Big View Bullets for 06/14/2026
Big View Bullets as of Jun. 14th
Summary: Markets extended their advance this week, with broad participation across sectors, improving market internals, strong small-cap leadership, bullish seasonal trends, and nearly all major risk indicators remaining in positive territory. While the overall backdrop remains constructive, investors should continue monitoring weaker volume trends, elevated volatility, growth’s test of key support levels, and the relative strength of defensive assets such as bonds and utilities for signs of a potential shift in market character.
Risk On
- Markets put in a strong week with all indexes up, S&P testing and rejecting its 50-Day Moving Average and small caps surging to new highs. (+)
- Sectors were up across the board with the exception of energy and really strong moves in technology and retail. (+)
- Market internals flipped positive this week across the board. The cumulative advance decline for NASDAQ is still well off recent highs. (+)
- The color charts (moving average of stocks above key moving averages) are showing positive readings in the S&P and IWM, with a bit more neutral reading in QQQ.(+)
- The 52-Week new high new low looks strong with slopes moving positive in S&P. (+)
- The modern family looks explosive with all members in a bull phase and all outperforming the S&P on triple play. (+)
- Emerging and developed markets both performed in-line with US markets and are both still in bull phases. (+)
- Soft commodities remain under pressure in a distribution phase showing easing inflationary pressures. (+)
- Broader Seasonal trends remain quite bullish for equities. (+)
- Volatility came off its recent highs, though remains elevated from its most recent lows last week. A weak risk on read. (=)
Neutral
- The 52-Week new high new low looks neutral with slopes moving slightly positive in NASDAQ. (=)
- Risk gauges remained at 40% with the strength in rates and utilities relative to the SPY. (=)
- With short-term weakness in growth and value outperforming and hitting new highs, we see some short-term pressure even as both are still in bull phases long-term. One key to watch is if growth breaks its 50-Day Moving Average. (=)
- Gold broke down under its 200-Day Moving Average and key support, although it has a short term reversal pattern (bullish engulfing). (=)
- Oil is testing the lower end of an upwardly rising channel. (=)
- Bitcoin needs to hold last week’s low (around the 200-Day Moving Average). (=)
- Despite all the negative news, rates eased this week and TLT’s crossed above its 50-Day Moving for the first time since early March, remaining a neutral influence on this market. (=)
Risk Off
- Despite the strength in markets Volume skewed significantly risk-off with nearly no accumulation days in the last 10 in SPY and QQQ. (-)
Actionable Trading Plan
- Maintain a risk-on bias as the majority of market evidence remains positive.
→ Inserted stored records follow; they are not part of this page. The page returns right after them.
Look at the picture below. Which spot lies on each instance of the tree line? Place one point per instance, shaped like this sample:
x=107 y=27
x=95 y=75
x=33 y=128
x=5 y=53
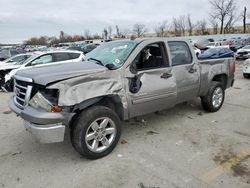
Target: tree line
x=223 y=16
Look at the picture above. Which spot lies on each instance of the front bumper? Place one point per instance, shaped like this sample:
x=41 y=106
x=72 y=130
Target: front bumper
x=246 y=69
x=46 y=127
x=242 y=56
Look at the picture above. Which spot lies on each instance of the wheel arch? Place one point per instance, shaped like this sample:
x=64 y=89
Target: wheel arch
x=113 y=102
x=222 y=78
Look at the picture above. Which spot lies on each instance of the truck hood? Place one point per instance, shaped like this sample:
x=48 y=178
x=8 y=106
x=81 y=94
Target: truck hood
x=7 y=66
x=243 y=50
x=58 y=72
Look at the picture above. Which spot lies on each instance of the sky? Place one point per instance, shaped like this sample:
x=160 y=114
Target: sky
x=22 y=19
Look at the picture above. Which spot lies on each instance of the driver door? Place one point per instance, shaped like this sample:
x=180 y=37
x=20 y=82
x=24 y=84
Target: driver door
x=153 y=86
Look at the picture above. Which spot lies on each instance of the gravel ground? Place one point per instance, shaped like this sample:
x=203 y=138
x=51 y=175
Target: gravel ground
x=180 y=147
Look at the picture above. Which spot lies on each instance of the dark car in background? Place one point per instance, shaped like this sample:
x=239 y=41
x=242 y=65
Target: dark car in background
x=85 y=48
x=215 y=53
x=9 y=52
x=243 y=53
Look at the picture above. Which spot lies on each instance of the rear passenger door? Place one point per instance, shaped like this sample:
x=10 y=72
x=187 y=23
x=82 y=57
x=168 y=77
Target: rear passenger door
x=153 y=86
x=62 y=57
x=185 y=70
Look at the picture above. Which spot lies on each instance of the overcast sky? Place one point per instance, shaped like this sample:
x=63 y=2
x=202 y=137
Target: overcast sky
x=22 y=19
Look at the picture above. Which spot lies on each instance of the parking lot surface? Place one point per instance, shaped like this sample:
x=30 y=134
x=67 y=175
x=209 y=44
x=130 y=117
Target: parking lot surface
x=180 y=147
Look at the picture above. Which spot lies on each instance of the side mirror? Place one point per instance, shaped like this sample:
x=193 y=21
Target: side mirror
x=133 y=68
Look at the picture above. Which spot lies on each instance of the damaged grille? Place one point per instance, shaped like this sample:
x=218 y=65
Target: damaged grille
x=242 y=53
x=22 y=91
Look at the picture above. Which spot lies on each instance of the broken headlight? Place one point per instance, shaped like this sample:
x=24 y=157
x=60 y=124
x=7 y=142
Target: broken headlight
x=47 y=100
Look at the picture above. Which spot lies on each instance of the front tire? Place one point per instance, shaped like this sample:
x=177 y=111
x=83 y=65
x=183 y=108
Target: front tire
x=96 y=132
x=214 y=99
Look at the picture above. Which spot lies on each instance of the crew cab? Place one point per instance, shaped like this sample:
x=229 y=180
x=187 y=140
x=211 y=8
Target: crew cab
x=38 y=59
x=117 y=81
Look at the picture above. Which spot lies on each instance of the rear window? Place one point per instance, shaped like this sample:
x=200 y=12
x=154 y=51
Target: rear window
x=74 y=55
x=180 y=53
x=61 y=57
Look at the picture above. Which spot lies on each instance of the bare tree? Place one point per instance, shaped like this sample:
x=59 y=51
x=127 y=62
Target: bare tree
x=179 y=25
x=124 y=33
x=105 y=33
x=222 y=9
x=110 y=31
x=214 y=24
x=161 y=29
x=87 y=34
x=201 y=27
x=229 y=26
x=244 y=19
x=176 y=27
x=190 y=25
x=118 y=34
x=139 y=29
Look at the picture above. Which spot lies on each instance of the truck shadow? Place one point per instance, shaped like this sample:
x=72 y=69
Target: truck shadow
x=141 y=126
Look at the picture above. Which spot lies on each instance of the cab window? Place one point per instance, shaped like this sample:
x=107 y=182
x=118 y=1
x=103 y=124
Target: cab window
x=61 y=57
x=180 y=53
x=42 y=60
x=151 y=57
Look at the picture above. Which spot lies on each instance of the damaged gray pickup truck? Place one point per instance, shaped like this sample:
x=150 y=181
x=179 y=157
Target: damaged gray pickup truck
x=117 y=81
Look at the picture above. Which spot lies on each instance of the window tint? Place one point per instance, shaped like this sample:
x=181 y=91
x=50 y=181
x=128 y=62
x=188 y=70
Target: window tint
x=42 y=60
x=180 y=53
x=13 y=52
x=152 y=56
x=17 y=59
x=74 y=55
x=61 y=56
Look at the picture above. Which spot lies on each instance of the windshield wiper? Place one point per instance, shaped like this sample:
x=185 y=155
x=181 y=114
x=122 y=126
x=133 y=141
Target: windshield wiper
x=98 y=61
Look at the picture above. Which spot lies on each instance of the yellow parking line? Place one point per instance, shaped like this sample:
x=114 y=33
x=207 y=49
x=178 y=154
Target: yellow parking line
x=221 y=169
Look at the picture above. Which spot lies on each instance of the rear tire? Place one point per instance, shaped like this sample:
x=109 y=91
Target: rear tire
x=96 y=132
x=214 y=99
x=246 y=75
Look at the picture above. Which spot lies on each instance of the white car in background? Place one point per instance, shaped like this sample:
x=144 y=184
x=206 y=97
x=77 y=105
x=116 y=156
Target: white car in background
x=197 y=51
x=40 y=59
x=246 y=69
x=15 y=59
x=243 y=53
x=222 y=44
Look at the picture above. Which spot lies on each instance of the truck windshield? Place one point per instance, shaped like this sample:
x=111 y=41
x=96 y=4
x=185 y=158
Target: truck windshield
x=112 y=54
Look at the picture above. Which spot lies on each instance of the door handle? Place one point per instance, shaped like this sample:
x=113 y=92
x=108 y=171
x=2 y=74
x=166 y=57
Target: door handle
x=166 y=75
x=192 y=70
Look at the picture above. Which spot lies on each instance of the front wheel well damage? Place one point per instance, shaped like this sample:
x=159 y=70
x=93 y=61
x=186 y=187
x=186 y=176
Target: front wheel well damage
x=111 y=101
x=222 y=78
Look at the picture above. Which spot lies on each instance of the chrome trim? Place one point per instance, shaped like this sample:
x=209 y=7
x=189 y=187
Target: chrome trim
x=50 y=133
x=20 y=98
x=23 y=78
x=28 y=93
x=16 y=103
x=22 y=87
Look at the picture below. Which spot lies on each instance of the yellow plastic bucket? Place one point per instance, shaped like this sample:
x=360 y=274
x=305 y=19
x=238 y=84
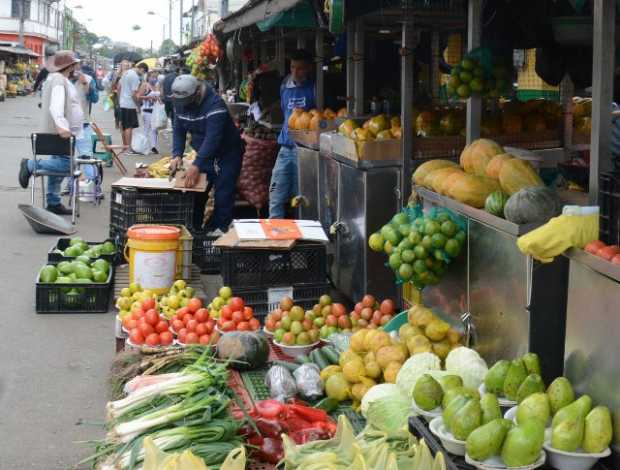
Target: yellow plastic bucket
x=151 y=251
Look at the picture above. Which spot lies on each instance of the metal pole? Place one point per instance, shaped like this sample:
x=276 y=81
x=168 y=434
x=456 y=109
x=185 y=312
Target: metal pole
x=358 y=66
x=474 y=104
x=406 y=110
x=602 y=92
x=350 y=68
x=320 y=88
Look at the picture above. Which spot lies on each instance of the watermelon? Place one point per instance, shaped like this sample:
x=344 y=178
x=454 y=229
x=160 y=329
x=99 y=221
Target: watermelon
x=495 y=202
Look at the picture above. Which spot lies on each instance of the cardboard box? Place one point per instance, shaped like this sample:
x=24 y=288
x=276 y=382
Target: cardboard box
x=372 y=150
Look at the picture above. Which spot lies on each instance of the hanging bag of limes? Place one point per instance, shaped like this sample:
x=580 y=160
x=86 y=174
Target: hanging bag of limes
x=421 y=246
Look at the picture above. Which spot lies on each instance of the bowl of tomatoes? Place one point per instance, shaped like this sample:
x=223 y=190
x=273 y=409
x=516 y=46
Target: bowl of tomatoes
x=236 y=316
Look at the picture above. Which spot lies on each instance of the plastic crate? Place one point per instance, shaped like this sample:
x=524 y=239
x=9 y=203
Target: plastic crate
x=206 y=256
x=92 y=297
x=63 y=243
x=305 y=263
x=264 y=301
x=131 y=206
x=609 y=202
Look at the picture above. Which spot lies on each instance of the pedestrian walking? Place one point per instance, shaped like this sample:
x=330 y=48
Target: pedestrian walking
x=62 y=115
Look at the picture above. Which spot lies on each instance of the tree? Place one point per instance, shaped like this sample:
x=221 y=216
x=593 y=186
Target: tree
x=167 y=47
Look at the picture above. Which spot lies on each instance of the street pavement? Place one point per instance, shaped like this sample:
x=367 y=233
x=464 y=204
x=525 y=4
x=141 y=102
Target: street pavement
x=53 y=368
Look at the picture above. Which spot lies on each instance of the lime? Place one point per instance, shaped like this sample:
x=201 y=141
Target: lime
x=376 y=242
x=463 y=91
x=452 y=248
x=414 y=237
x=439 y=240
x=448 y=228
x=420 y=252
x=460 y=236
x=420 y=266
x=394 y=261
x=408 y=256
x=405 y=271
x=431 y=227
x=427 y=242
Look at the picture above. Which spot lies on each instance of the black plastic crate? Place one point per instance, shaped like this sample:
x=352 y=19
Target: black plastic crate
x=304 y=296
x=131 y=206
x=63 y=243
x=305 y=263
x=91 y=297
x=206 y=256
x=609 y=202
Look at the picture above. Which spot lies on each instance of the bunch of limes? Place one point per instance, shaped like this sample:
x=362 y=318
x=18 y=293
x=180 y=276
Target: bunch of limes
x=469 y=77
x=419 y=249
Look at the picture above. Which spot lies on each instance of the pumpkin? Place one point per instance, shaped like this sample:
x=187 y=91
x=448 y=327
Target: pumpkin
x=532 y=205
x=516 y=174
x=425 y=168
x=434 y=178
x=247 y=350
x=495 y=203
x=472 y=189
x=477 y=155
x=495 y=165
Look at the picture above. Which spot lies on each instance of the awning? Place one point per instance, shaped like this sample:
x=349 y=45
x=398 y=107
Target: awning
x=18 y=50
x=253 y=12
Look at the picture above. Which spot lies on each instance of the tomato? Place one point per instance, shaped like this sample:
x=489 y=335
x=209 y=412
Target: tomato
x=201 y=315
x=387 y=307
x=237 y=316
x=152 y=339
x=194 y=304
x=161 y=326
x=608 y=252
x=254 y=324
x=201 y=329
x=165 y=338
x=177 y=325
x=248 y=313
x=136 y=337
x=594 y=246
x=191 y=325
x=236 y=303
x=183 y=335
x=152 y=317
x=226 y=312
x=192 y=338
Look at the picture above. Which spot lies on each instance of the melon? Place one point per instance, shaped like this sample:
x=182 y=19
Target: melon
x=425 y=168
x=516 y=174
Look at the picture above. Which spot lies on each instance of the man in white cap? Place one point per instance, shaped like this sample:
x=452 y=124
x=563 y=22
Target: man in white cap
x=62 y=115
x=202 y=113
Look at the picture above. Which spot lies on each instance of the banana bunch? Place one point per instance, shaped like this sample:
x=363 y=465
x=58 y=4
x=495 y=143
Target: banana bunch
x=160 y=168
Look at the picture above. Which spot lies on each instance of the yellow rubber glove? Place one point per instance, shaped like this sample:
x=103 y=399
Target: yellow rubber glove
x=559 y=234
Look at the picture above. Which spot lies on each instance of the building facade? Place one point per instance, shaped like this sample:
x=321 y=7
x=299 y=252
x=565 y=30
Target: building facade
x=43 y=23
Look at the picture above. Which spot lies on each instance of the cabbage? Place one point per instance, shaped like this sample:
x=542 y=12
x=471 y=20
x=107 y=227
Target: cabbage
x=389 y=413
x=413 y=368
x=468 y=364
x=378 y=392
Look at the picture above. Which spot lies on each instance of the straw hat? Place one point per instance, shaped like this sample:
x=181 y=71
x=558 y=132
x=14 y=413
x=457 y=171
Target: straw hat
x=61 y=60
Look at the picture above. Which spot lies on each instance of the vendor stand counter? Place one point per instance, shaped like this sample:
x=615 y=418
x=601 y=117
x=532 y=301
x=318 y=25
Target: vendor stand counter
x=515 y=304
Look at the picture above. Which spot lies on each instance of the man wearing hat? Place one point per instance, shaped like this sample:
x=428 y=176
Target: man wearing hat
x=202 y=113
x=62 y=115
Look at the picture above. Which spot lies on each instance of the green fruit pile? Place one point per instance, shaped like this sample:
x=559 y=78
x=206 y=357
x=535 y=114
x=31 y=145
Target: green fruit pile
x=79 y=248
x=419 y=247
x=469 y=77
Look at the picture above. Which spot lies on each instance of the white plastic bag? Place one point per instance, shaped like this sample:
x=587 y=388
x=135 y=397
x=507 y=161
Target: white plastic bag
x=159 y=119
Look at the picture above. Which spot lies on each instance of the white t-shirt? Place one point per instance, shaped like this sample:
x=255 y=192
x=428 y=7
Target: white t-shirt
x=130 y=82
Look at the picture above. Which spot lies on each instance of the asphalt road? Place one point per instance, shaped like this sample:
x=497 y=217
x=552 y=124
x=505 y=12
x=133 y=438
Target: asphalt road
x=53 y=368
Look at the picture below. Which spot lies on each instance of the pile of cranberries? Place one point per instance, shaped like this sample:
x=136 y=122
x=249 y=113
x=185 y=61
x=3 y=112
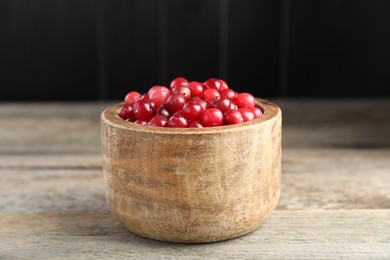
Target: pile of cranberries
x=189 y=104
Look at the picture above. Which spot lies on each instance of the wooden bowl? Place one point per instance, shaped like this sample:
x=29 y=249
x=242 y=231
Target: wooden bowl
x=192 y=185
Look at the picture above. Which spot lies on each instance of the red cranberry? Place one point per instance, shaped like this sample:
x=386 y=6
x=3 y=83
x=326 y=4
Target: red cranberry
x=211 y=117
x=183 y=91
x=178 y=120
x=126 y=112
x=196 y=88
x=257 y=112
x=192 y=110
x=212 y=83
x=201 y=102
x=163 y=111
x=228 y=93
x=141 y=122
x=245 y=100
x=179 y=81
x=143 y=109
x=175 y=103
x=224 y=85
x=131 y=97
x=159 y=95
x=233 y=116
x=246 y=113
x=221 y=103
x=209 y=94
x=195 y=124
x=158 y=121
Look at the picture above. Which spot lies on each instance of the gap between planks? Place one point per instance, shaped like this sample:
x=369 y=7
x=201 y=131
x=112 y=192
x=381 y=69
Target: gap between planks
x=301 y=234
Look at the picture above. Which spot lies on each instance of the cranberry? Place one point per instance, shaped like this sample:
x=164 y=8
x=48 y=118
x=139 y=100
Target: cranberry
x=224 y=85
x=228 y=93
x=163 y=111
x=211 y=117
x=126 y=112
x=233 y=116
x=192 y=110
x=179 y=81
x=158 y=121
x=182 y=90
x=159 y=95
x=246 y=113
x=178 y=120
x=201 y=102
x=245 y=100
x=131 y=97
x=141 y=122
x=213 y=83
x=257 y=112
x=189 y=104
x=175 y=103
x=209 y=94
x=196 y=88
x=195 y=124
x=143 y=109
x=221 y=103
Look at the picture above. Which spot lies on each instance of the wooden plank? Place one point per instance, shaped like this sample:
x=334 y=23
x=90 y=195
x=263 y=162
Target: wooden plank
x=355 y=234
x=311 y=179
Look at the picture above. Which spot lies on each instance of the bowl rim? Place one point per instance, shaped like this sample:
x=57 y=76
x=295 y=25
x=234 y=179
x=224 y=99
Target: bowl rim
x=270 y=110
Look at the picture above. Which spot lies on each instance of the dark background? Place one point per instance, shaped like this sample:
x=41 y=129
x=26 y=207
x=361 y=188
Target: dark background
x=100 y=50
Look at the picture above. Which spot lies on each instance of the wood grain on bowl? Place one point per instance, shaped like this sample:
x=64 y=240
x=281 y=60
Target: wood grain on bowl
x=192 y=185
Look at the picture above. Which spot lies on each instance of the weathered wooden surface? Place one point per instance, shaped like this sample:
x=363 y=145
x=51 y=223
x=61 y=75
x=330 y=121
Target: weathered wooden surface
x=355 y=234
x=335 y=199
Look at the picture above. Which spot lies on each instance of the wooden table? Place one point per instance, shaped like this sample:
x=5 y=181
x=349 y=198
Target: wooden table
x=335 y=200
- Stay fully invested or overweight equities, particularly while the S&P remains above its 50-day moving average and market internals continue to improve.
- Favor areas showing the strongest relative strength, including technology, retail, and small caps.
- Continue to hold positions in both U.S. and international equities as developed and emerging markets remain in bull phases.
- Use normal pullbacks as opportunities to add exposure rather than reasons to become defensive.
Key Levels and Indicators to Monitor
- Watch for a break of the 50-day moving average in growth stocks, which would be an early warning sign of deteriorating market leadership.
- Monitor volume closely. The recent rally has lacked accumulation days, making volume the primary concern in an otherwise healthy market.
- Watch whether risk gauges can improve from the current 40% level toward more bullish readings.
- Continue monitoring bonds, utilities, and interest rates for signs that capital is rotating toward defensive assets.
- Watch Bitcoin's recent low and oil's rising channel support for clues about broader risk appetite.
Risk Management
- Maintain existing stops and continue raising trailing stops on profitable positions.
- Avoid aggressively chasing extended positions after the recent strong advance.
- Keep a modest cash reserve available for pullbacks into support.
- If market breadth weakens materially, growth breaks support, or volume continues to diverge negatively, reduce exposure incrementally rather than making wholesale portfolio changes.
Current Stance: Moderately Bullish
- Equity Exposure: Above Neutral
- Cash: Moderate
- Risk Management: Active
- Preferred Action: Buy pullbacks, hold winners, and let the trend continue until the evidence changes.